Moore v. State

535 S.W.2d 357 | Tex. Crim. App. | 1976

535 S.W.2d 357 (1976)

O. D. MOORE, Appellant,
v.
The STATE of Texas, Appellee.

No. 51220.

Court of Criminal Appeals of Texas.

April 14, 1976.

Macon D. Strother, San Augustine, for appellant.

Bill A. Martin, Dist. Atty., Newton, Jim D. Vollers, State's Atty., and David S. McAngus, Asst. State's Atty., Austin, for the State.

OPINION

ODOM, Judge.

This is an appeal from a conviction for murder with malice under our former Penal Code. A jury assessed punishment at confinement for life.

Appellant contends the trial court erred in requiring him to wear handcuffs in the presence of his jury.

The record reflects that on two occasions, in full view of the jury panel, the sheriff escorted appellant in handcuffs into the courtroom and removed the handcuffs after appellant was seated. Objections were made outside the hearing of the jury on each occasion and a motion to dismiss the panel and draw another panel was made and overruled. Three other times during *358 the trial appellant was brought into the courtroom in handcuffs and seen by jurors.

After the first objection the trial judge stated that he would consult the sheriff as to the necessity of the handcuffs. At the hearing on appellant's motion for new trial, the sheriff attempted to explain the use of handcuffs.[1]

As justification for the action complained of, the sheriff testified that it was necessary to take appellant "out of [my] jail, across the courthouse campus, up inside the courthouse, upstairs, and into an empty room, which is the district clerk's office, and then into the courtroom." Because large crowds were gathered, it was felt that for the protection of all appellant should be handcuffed during the trips between the jail and the courthouse.

No justification at all was necessary for handcuffing the appellant during trips between the jail and the courthouse, for the record does not reflect that any juror would have had occasion to see him during such trips. This is not true of such display before jurors. The harm that a defendant suffers when the jury sees him in handcuffs is that his constitutional presumption of innocence is thereby infringed. Thompson v. State, Tex.Cr.App. 514 S.W.2d 275; Walthall v. State, Tex.Cr.App., 505 S.W.2d 898; Hernandez v. Beto, 443 F.2d 634 (5th Cir. 1971); see also American Bar Association Standards Relating to Trial by Jury, Sec. 4.1 (Approved Draft, 1968). In Gray v. State, 99 Tex. Crim. 305, 268 S.W. 941, this Court stated:

"We desire to make it perfectly plain that we regard a trial with the prisoner in irons as obnoxious to the spirit of our laws and all ideas of justice, and it is only when the record brings the case clearly within one of the rare exceptions that we would consent for a conviction to stand. Before a judge should permit a case to proceed under such circumstances, he should be very sure of his ground." 268 S.W. at 950.

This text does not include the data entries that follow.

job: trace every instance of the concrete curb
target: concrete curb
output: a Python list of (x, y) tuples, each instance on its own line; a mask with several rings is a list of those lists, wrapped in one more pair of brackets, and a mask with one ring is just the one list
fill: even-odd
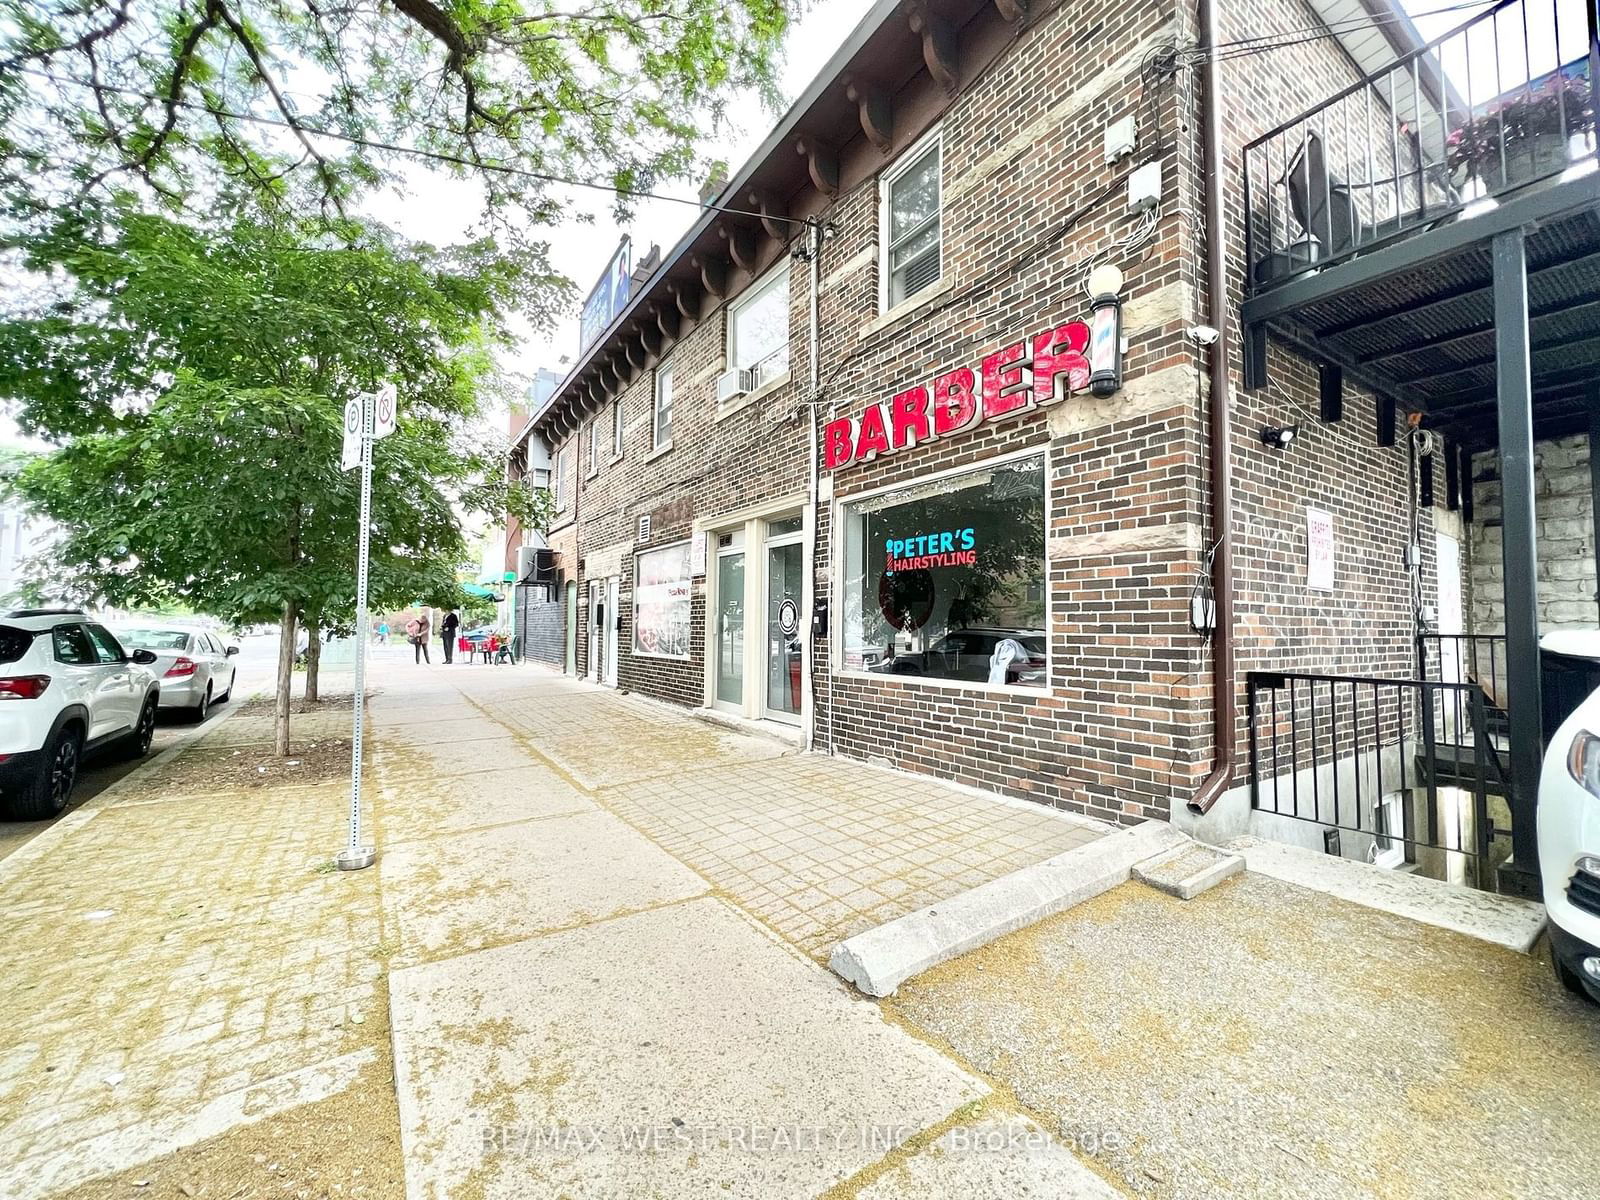
[(1165, 821), (1118, 830), (858, 933), (828, 966), (869, 996), (892, 996), (913, 975), (1126, 883), (1135, 863), (1189, 840)]
[[(174, 741), (172, 745), (168, 746), (154, 758), (145, 759), (137, 767), (129, 771), (126, 775), (117, 780), (110, 787), (106, 788), (99, 795), (85, 800), (78, 806), (78, 811), (92, 812), (95, 809), (111, 807), (116, 803), (118, 793), (133, 790), (133, 781), (138, 779), (139, 776), (143, 775), (152, 767), (162, 766), (165, 763), (171, 762), (173, 759), (177, 758), (178, 755), (182, 754), (185, 750), (189, 749), (189, 747), (193, 746), (202, 738), (210, 737), (213, 733), (226, 725), (228, 723), (228, 719), (238, 711), (238, 706), (235, 705), (230, 698), (227, 712), (223, 713), (220, 717), (213, 717), (209, 721), (202, 721), (200, 724), (196, 725), (193, 729), (188, 730), (186, 733), (179, 734), (177, 740)], [(40, 834), (39, 836), (43, 837), (44, 835)], [(36, 838), (34, 840), (37, 841), (38, 839)]]
[(1544, 930), (1544, 905), (1532, 900), (1480, 892), (1461, 884), (1253, 837), (1236, 838), (1226, 849), (1244, 855), (1246, 868), (1258, 875), (1453, 930), (1521, 954), (1533, 949)]

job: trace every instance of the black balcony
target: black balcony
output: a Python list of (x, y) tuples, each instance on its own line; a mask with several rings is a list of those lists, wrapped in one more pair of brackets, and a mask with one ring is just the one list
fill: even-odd
[(1245, 147), (1251, 294), (1596, 157), (1590, 0), (1504, 0)]

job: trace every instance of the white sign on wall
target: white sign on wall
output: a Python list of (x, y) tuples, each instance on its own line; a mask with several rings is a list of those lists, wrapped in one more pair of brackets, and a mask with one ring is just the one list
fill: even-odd
[(1306, 509), (1306, 586), (1333, 591), (1333, 514)]
[(696, 529), (689, 537), (689, 574), (706, 573), (706, 531)]

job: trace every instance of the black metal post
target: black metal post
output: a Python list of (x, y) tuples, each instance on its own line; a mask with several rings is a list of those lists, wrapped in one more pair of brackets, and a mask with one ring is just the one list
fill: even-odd
[(1600, 379), (1591, 379), (1587, 397), (1589, 402), (1589, 525), (1594, 534), (1595, 593), (1600, 604)]
[(1501, 555), (1506, 610), (1506, 708), (1511, 725), (1511, 858), (1500, 888), (1537, 897), (1534, 810), (1544, 757), (1539, 679), (1539, 582), (1533, 501), (1533, 379), (1528, 259), (1520, 229), (1494, 239), (1495, 372), (1500, 425)]

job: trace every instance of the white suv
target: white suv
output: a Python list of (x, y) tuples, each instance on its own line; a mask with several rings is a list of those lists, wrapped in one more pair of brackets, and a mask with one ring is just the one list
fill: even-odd
[(53, 817), (72, 799), (83, 755), (104, 746), (142, 758), (160, 684), (148, 650), (129, 654), (75, 609), (0, 617), (0, 811)]

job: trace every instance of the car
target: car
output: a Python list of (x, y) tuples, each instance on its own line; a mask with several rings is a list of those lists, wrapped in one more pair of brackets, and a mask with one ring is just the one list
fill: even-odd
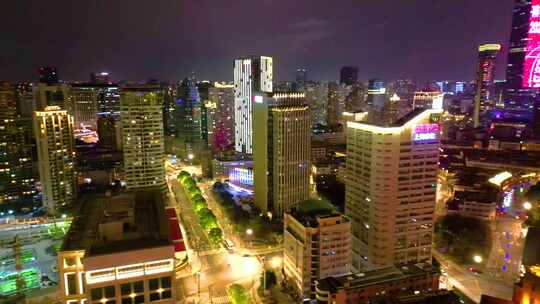
[(482, 271), (474, 268), (474, 267), (469, 267), (469, 271), (472, 272), (474, 275), (481, 275), (482, 274)]

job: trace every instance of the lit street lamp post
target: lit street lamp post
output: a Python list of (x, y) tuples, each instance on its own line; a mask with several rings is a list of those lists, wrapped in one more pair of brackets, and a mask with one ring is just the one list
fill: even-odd
[(253, 244), (251, 243), (251, 240), (252, 240), (251, 236), (253, 235), (253, 229), (248, 228), (246, 230), (246, 234), (248, 235), (248, 238), (249, 238), (249, 248), (253, 248)]

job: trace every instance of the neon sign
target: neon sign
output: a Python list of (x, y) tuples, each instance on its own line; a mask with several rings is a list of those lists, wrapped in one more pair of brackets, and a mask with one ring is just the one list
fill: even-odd
[(522, 86), (540, 87), (540, 0), (532, 0), (531, 3)]
[(441, 131), (439, 124), (419, 124), (414, 127), (413, 141), (425, 141), (437, 139), (437, 134)]

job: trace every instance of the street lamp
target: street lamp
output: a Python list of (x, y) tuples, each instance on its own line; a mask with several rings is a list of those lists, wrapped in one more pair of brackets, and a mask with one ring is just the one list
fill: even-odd
[(197, 301), (201, 301), (201, 271), (197, 271)]
[(473, 261), (474, 261), (475, 263), (478, 263), (478, 264), (479, 264), (479, 263), (482, 263), (483, 260), (484, 260), (484, 259), (482, 259), (482, 257), (479, 256), (479, 255), (475, 255), (475, 256), (473, 257)]
[(532, 204), (530, 202), (523, 203), (523, 209), (531, 210), (532, 209)]
[(248, 228), (246, 230), (246, 234), (248, 235), (248, 238), (249, 238), (249, 248), (251, 248), (251, 247), (253, 247), (252, 246), (253, 244), (251, 244), (251, 236), (253, 235), (253, 229)]

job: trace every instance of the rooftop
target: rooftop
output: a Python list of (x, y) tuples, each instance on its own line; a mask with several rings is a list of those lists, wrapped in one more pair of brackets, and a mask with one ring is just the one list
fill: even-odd
[(344, 222), (348, 221), (346, 217), (336, 212), (330, 203), (314, 199), (301, 202), (291, 210), (290, 215), (305, 227), (312, 228), (317, 228), (321, 220), (328, 218), (340, 217)]
[(159, 190), (83, 199), (62, 244), (62, 251), (101, 255), (170, 243), (168, 221)]
[(399, 268), (388, 267), (341, 277), (328, 277), (319, 281), (317, 289), (335, 293), (339, 289), (365, 288), (371, 285), (404, 280), (428, 273), (436, 274), (438, 271), (433, 266), (425, 263), (407, 264)]
[(367, 123), (359, 122), (347, 122), (349, 128), (354, 129), (367, 129), (373, 132), (381, 133), (398, 133), (407, 128), (417, 124), (419, 121), (422, 121), (432, 114), (440, 114), (442, 110), (439, 109), (414, 109), (409, 113), (405, 114), (401, 118), (394, 121), (385, 121), (382, 119), (381, 113), (370, 112), (368, 114)]

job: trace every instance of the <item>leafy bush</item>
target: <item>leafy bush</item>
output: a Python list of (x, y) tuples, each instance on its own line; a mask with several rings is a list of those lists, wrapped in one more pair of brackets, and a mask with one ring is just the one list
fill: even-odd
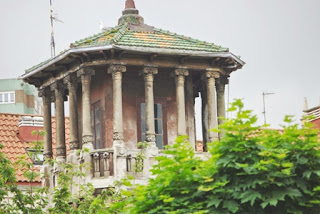
[(158, 157), (147, 186), (138, 186), (124, 213), (320, 213), (318, 130), (256, 126), (236, 100), (236, 117), (219, 128), (208, 160), (195, 158), (185, 137)]

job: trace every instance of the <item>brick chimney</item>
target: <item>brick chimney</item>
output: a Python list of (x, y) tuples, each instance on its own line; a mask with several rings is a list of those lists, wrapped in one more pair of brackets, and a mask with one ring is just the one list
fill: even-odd
[(20, 118), (18, 136), (21, 139), (21, 141), (32, 142), (42, 140), (42, 137), (31, 134), (33, 131), (39, 130), (43, 130), (42, 117), (22, 116)]

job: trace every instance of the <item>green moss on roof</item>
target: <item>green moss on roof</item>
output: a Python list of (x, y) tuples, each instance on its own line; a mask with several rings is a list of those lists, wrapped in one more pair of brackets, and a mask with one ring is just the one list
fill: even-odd
[[(73, 49), (84, 47), (98, 47), (104, 45), (123, 45), (133, 47), (165, 48), (205, 52), (229, 51), (228, 48), (224, 48), (213, 43), (192, 39), (190, 37), (158, 28), (153, 28), (152, 31), (130, 30), (128, 24), (118, 25), (114, 28), (110, 28), (93, 36), (76, 41), (70, 45), (70, 48)], [(28, 73), (30, 71), (33, 71), (51, 60), (52, 58), (27, 69), (25, 72)]]
[(79, 40), (73, 43), (71, 47), (91, 47), (108, 44), (207, 52), (228, 51), (227, 48), (217, 46), (213, 43), (199, 41), (162, 29), (154, 28), (153, 32), (141, 32), (129, 30), (127, 25), (120, 25), (105, 32)]

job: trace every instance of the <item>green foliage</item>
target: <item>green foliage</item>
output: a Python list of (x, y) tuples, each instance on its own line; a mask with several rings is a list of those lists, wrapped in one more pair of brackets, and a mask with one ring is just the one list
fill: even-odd
[[(196, 167), (200, 159), (195, 158), (193, 148), (186, 137), (164, 150), (165, 156), (157, 157), (151, 172), (155, 175), (147, 186), (137, 186), (133, 197), (128, 199), (127, 213), (190, 213), (198, 210), (201, 201), (194, 195), (197, 186)], [(134, 204), (134, 206), (131, 206)]]
[(236, 100), (210, 157), (195, 157), (186, 137), (157, 158), (154, 178), (137, 186), (123, 213), (319, 213), (320, 144), (310, 123), (287, 116), (283, 130), (256, 126)]

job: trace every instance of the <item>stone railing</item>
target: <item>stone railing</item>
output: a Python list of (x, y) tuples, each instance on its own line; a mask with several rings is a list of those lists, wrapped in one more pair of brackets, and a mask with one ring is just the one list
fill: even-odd
[(130, 149), (127, 151), (127, 158), (126, 158), (127, 174), (133, 174), (133, 173), (137, 173), (140, 175), (143, 174), (145, 160), (137, 158), (140, 152), (141, 152), (140, 149)]
[[(96, 149), (90, 152), (92, 160), (92, 177), (87, 180), (97, 188), (107, 188), (112, 186), (115, 181), (132, 175), (135, 182), (146, 184), (151, 176), (149, 170), (156, 163), (154, 157), (167, 156), (163, 151), (153, 155), (152, 150), (146, 149), (145, 158), (140, 159), (141, 149), (117, 148)], [(169, 155), (170, 156), (170, 155)], [(209, 153), (196, 152), (195, 157), (206, 160), (210, 157)]]
[(96, 149), (90, 152), (92, 157), (92, 171), (94, 178), (107, 178), (114, 175), (114, 150)]

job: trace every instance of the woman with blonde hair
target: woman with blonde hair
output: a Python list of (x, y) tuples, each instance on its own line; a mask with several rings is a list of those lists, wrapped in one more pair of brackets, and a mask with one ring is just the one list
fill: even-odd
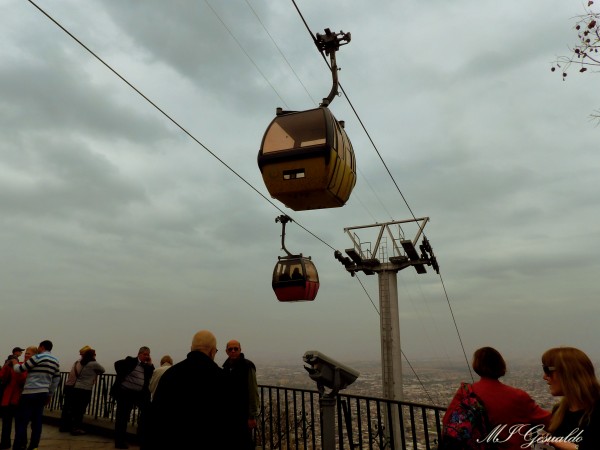
[(594, 365), (581, 350), (556, 347), (542, 355), (550, 394), (562, 399), (555, 407), (549, 442), (561, 450), (600, 449), (600, 383)]
[[(25, 361), (28, 361), (33, 355), (37, 354), (37, 345), (32, 345), (25, 349)], [(2, 369), (0, 369), (0, 380), (4, 384), (4, 392), (0, 398), (2, 407), (2, 437), (0, 438), (0, 449), (9, 449), (12, 447), (10, 436), (13, 428), (13, 421), (17, 414), (17, 407), (25, 378), (27, 373), (16, 373), (13, 369), (11, 359), (6, 360)]]
[(98, 375), (104, 373), (104, 367), (96, 361), (96, 350), (93, 348), (86, 350), (81, 356), (81, 360), (75, 364), (76, 377), (73, 385), (71, 434), (77, 436), (85, 434), (82, 429), (83, 415), (92, 399), (92, 388), (96, 384)]

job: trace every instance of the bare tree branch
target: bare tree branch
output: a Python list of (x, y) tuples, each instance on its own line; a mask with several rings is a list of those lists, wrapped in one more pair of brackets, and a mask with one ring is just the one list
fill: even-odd
[[(600, 68), (600, 13), (591, 9), (593, 4), (592, 0), (588, 1), (585, 14), (575, 17), (577, 44), (571, 48), (571, 54), (557, 57), (550, 69), (560, 73), (563, 80), (566, 80), (570, 70), (577, 70), (579, 73), (587, 72), (588, 69), (600, 72), (600, 69), (593, 70)], [(594, 111), (590, 118), (600, 124), (600, 110)]]

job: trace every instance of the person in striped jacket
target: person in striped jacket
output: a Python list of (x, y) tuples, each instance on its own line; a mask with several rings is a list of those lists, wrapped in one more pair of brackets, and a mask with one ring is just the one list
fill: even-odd
[(42, 435), (42, 414), (56, 391), (60, 381), (60, 365), (58, 359), (50, 352), (51, 341), (42, 341), (38, 354), (32, 356), (23, 364), (14, 361), (16, 373), (27, 372), (25, 386), (19, 400), (15, 417), (15, 450), (25, 450), (27, 445), (27, 426), (31, 422), (31, 441), (28, 450), (37, 449)]

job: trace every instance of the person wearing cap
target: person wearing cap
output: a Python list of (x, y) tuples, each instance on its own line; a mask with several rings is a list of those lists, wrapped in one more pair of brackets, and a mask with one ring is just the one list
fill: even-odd
[(12, 349), (12, 353), (10, 354), (10, 356), (6, 359), (16, 359), (18, 361), (24, 351), (24, 348), (15, 347)]
[[(73, 363), (73, 366), (71, 366), (69, 376), (65, 381), (63, 389), (63, 407), (60, 414), (60, 422), (58, 428), (58, 430), (63, 433), (69, 433), (73, 431), (73, 389), (75, 387), (75, 382), (77, 381), (77, 364), (80, 363), (83, 354), (91, 349), (92, 347), (90, 347), (89, 345), (84, 345), (79, 349), (79, 359)], [(81, 372), (81, 367), (79, 368), (79, 372)]]
[[(37, 352), (37, 345), (27, 347), (25, 350), (25, 361), (29, 360)], [(2, 382), (2, 396), (0, 400), (2, 435), (0, 437), (0, 449), (10, 449), (12, 447), (10, 436), (21, 392), (23, 392), (23, 387), (25, 386), (25, 378), (27, 377), (26, 373), (15, 373), (12, 362), (16, 358), (18, 356), (11, 355), (4, 363), (2, 369), (0, 369), (0, 380)]]

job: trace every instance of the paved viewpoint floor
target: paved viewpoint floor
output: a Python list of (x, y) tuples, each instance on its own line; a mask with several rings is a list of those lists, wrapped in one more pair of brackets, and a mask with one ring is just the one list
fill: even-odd
[[(58, 427), (44, 424), (40, 450), (67, 450), (67, 449), (114, 449), (115, 441), (106, 436), (85, 434), (71, 436), (70, 433), (61, 433)], [(130, 450), (139, 450), (137, 445), (129, 444)]]
[[(96, 434), (71, 436), (70, 433), (61, 433), (58, 427), (44, 423), (40, 450), (80, 450), (80, 449), (114, 449), (115, 442), (112, 438)], [(139, 450), (139, 446), (129, 444), (130, 450)]]

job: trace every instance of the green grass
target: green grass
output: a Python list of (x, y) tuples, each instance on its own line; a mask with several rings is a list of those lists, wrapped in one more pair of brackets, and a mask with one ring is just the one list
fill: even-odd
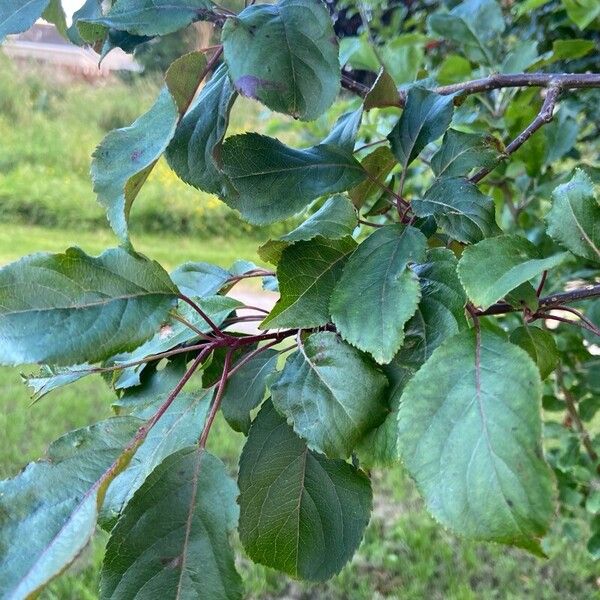
[[(166, 266), (187, 259), (229, 265), (238, 256), (254, 257), (255, 242), (181, 237), (138, 236), (140, 250)], [(60, 250), (77, 243), (98, 252), (114, 243), (107, 231), (67, 232), (39, 227), (0, 225), (0, 263), (36, 250)], [(15, 474), (41, 456), (47, 445), (69, 429), (110, 415), (111, 392), (100, 377), (89, 377), (30, 406), (19, 371), (0, 368), (0, 475)], [(236, 470), (243, 437), (217, 421), (211, 450)], [(425, 512), (410, 480), (400, 467), (373, 473), (374, 517), (354, 560), (330, 582), (318, 585), (292, 582), (243, 557), (239, 568), (247, 597), (371, 600), (492, 600), (533, 598), (583, 600), (598, 595), (597, 566), (584, 549), (585, 535), (557, 530), (549, 537), (549, 560), (519, 550), (458, 539), (437, 526)], [(573, 528), (575, 526), (575, 528)], [(42, 597), (52, 600), (97, 598), (98, 573), (106, 535), (99, 533), (88, 552), (57, 579)]]

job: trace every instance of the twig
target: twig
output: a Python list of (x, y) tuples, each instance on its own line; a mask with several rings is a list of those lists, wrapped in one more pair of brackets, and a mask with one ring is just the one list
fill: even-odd
[(361, 225), (368, 225), (369, 227), (383, 227), (381, 223), (372, 223), (371, 221), (366, 221), (365, 219), (357, 219)]
[(554, 107), (556, 106), (556, 101), (561, 92), (561, 87), (558, 85), (554, 85), (548, 89), (548, 93), (544, 98), (544, 103), (542, 104), (542, 108), (540, 108), (540, 112), (536, 115), (535, 119), (529, 123), (529, 125), (510, 143), (506, 146), (502, 155), (489, 167), (484, 167), (473, 177), (470, 178), (470, 181), (473, 183), (478, 183), (481, 181), (486, 175), (491, 173), (501, 162), (506, 160), (511, 154), (516, 152), (538, 129), (541, 129), (547, 123), (552, 121), (552, 116), (554, 113)]
[(544, 285), (546, 284), (546, 278), (548, 277), (548, 271), (544, 271), (542, 273), (542, 279), (540, 284), (537, 286), (537, 290), (535, 290), (535, 295), (539, 298), (542, 295), (542, 291), (544, 289)]
[[(560, 388), (564, 396), (567, 412), (569, 413), (572, 422), (575, 424), (575, 428), (577, 429), (577, 433), (581, 438), (583, 447), (588, 453), (588, 456), (590, 457), (591, 461), (595, 464), (598, 462), (598, 454), (594, 450), (594, 446), (592, 444), (592, 440), (590, 439), (590, 435), (587, 432), (583, 422), (581, 421), (579, 411), (577, 410), (577, 403), (575, 401), (575, 398), (565, 385), (564, 373), (560, 364), (556, 367), (556, 383), (558, 384), (558, 387)], [(600, 465), (597, 466), (596, 470), (598, 473), (600, 473)]]
[(188, 298), (184, 294), (179, 294), (179, 298), (189, 304), (206, 321), (206, 324), (213, 330), (217, 337), (223, 337), (223, 332), (215, 322), (191, 298)]

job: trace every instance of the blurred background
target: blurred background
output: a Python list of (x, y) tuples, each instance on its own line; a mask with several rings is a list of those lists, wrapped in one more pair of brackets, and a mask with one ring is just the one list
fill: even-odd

The "rare exceptions" referred to in Gray are:

". . . if, in the sound discretion of the court, it appears necessary to retain his shackles to prevent the escape or self-destruction of the prisoner, or to prevent him from injuring bystanders or officers of the court, or if necessary to maintain a quiet and peaceable trial, the court may try the prisoner without having the shackles removed; his action being subject to the closest scrutiny and review by the appellate court." 268 S.W. at 949.

In the instant case apparently neither the sheriff nor the trial judge believed that any such "rare exceptions" existed because appellant was in fact allowed to sit free and unfettered during the trial itself.

We conclude from the failure of the record to affirmatively reflect sufficient reasons for the appellant to be viewed by the jurors in handcuffs that the trial court abused its discretion in permitting such action over appellant's objection.

Because of our disposition of this ground of error, it is not necessary to rule on appellant's complaint relating to jury misconduct during punishment deliberations. We note, however, that jury discussion of parole laws is always misconduct; whether the same constitutes such error as to mandate reversal depends upon the particular circumstances of each case. Heredia v. State, Tex.Cr.App., 528 S.W.2d 847.

The trial court should always attempt to eliminate the possibility of such *359 misconduct by instructing the jury at the punishment phase that it should not discuss or consider the possible effects of the parole laws or system. No such instruction appears in the record herein.

The judgment is reversed and the cause remanded.

NOTES

[1] We note that but for the evidence adduced at this hearing the record would be barren of any justification for the sheriff's actions. We reiterate that it is the responsibility of the trial court to cause the record to reflect the reasons why a defendant must appear before the jury in handcuffs. Thompson v. State, 514 S.W.2d 275, Tex.Cr.App.; Walthall v. State, 505 S.W.2d 898 (Tex.Cr.App.); Romero v. State, 493 S.W.2d 206, Tex.Cr.App.